Entrelazadas | Driehaus Museum
“Entrelazadas / Interlaced” (2024) marks the introduction of the pillar structure to my architectural explorations. The pillar shaft is composed of two independent triangular shapes that are structurally entangled in wrought iron work. The abstract symmetry of the pillar is sourced from the wrought iron screens of Puerto Rico’s rejas, a form of security protecting the homes of the working class.
I transform the pillar, a utilitarian form for load-bearing and stabilization that has come to embody unearthly characteristics and meanings, to share my sentiments on migration through the lens of my maternal bond. “Entrelazadas / Interlaced,” a title chosen to reflect my perspective, was prominently featured in my solo exhibition titled “lazos terrenales / earthly bonds,” pictured here. The pillars allowed me to employ Puerto Rican residential architecture as a means for examining diasporic identities, colonial histories, and constructed social orders.

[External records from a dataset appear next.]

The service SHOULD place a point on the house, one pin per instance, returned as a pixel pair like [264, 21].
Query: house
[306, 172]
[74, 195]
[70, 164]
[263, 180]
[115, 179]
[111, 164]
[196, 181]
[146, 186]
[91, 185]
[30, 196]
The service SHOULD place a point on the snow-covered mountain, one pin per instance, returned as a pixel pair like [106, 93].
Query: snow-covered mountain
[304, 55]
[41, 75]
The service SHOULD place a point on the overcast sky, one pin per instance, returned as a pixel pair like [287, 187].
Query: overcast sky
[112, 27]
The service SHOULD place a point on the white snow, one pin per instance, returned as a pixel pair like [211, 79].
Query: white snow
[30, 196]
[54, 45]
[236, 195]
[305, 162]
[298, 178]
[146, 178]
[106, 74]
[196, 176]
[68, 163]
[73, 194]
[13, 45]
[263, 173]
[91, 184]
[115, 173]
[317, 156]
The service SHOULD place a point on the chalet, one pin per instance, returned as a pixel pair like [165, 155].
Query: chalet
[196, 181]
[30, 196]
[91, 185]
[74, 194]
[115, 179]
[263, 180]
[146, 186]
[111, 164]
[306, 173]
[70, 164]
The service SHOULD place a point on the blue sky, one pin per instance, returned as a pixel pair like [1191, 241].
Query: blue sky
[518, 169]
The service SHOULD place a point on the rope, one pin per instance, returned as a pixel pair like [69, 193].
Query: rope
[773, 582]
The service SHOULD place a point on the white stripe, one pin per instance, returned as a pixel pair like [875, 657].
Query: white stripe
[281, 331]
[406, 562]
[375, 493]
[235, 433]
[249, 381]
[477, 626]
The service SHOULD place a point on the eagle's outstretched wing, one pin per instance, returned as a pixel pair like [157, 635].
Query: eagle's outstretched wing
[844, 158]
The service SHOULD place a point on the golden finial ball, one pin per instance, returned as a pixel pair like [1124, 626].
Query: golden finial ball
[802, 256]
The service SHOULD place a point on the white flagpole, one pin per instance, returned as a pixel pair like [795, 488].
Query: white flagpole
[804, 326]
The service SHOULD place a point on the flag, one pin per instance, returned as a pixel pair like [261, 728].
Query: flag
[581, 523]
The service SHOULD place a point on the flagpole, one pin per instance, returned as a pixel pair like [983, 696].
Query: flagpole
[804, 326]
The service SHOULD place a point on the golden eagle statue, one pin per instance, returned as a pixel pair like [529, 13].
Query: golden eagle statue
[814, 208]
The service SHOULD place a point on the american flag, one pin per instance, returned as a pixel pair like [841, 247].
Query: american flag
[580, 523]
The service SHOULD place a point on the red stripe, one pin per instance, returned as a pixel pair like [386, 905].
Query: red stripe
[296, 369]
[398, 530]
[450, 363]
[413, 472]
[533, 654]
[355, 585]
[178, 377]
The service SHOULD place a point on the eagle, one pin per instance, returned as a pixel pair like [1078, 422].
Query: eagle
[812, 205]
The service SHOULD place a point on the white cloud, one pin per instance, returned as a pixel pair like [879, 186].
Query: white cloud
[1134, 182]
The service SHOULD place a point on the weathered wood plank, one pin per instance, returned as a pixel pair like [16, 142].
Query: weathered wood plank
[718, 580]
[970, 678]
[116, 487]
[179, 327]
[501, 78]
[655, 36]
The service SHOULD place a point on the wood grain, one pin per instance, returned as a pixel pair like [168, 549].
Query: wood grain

A Tale of Today: Materialities
The Driehaus Museum is characterized by a rich history and an impressive wealth of architectural styles. The site of the Museum, the Gilded Age-era Samuel Nickerson Mansion, offers a rare opportunity to map important and often overlooked histories and genealogies. While the unique design and architecture of the Mansion have been documented and studied, A Tale of Today: Materialities proposes to investigate more deeply the materials that comprise the very fabric of the building.
The materialities of objects and architectural features can link past to present histories in original and compelling ways. They connect different cultures and define cultural boundaries. Never inert, materials are inherently political. They are active participants in the ongoing negotiations that build our present and define our futures. There is a new prominence of materiality in art and it is a clear manifestation of our growing awareness that humans no longer are the undisputed centers of everything and that our world is the result of collaborative processes with other living and non-living, human and more-than-human agents.
Materialities invites artists to select a specific material from the Driehaus Museum to engage in a new materialist dialogue with it. In conversation with guest curator Dr. Giovanni Aloi, the artists will research the histories of their chosen material to produce an engaged, critically aware, integrated response designed to uncover hidden cultural, historical, and ecological networks that bind the very fabric of the house to distant shores, peoples, skill sets, traditions, ideologies, and economic forces.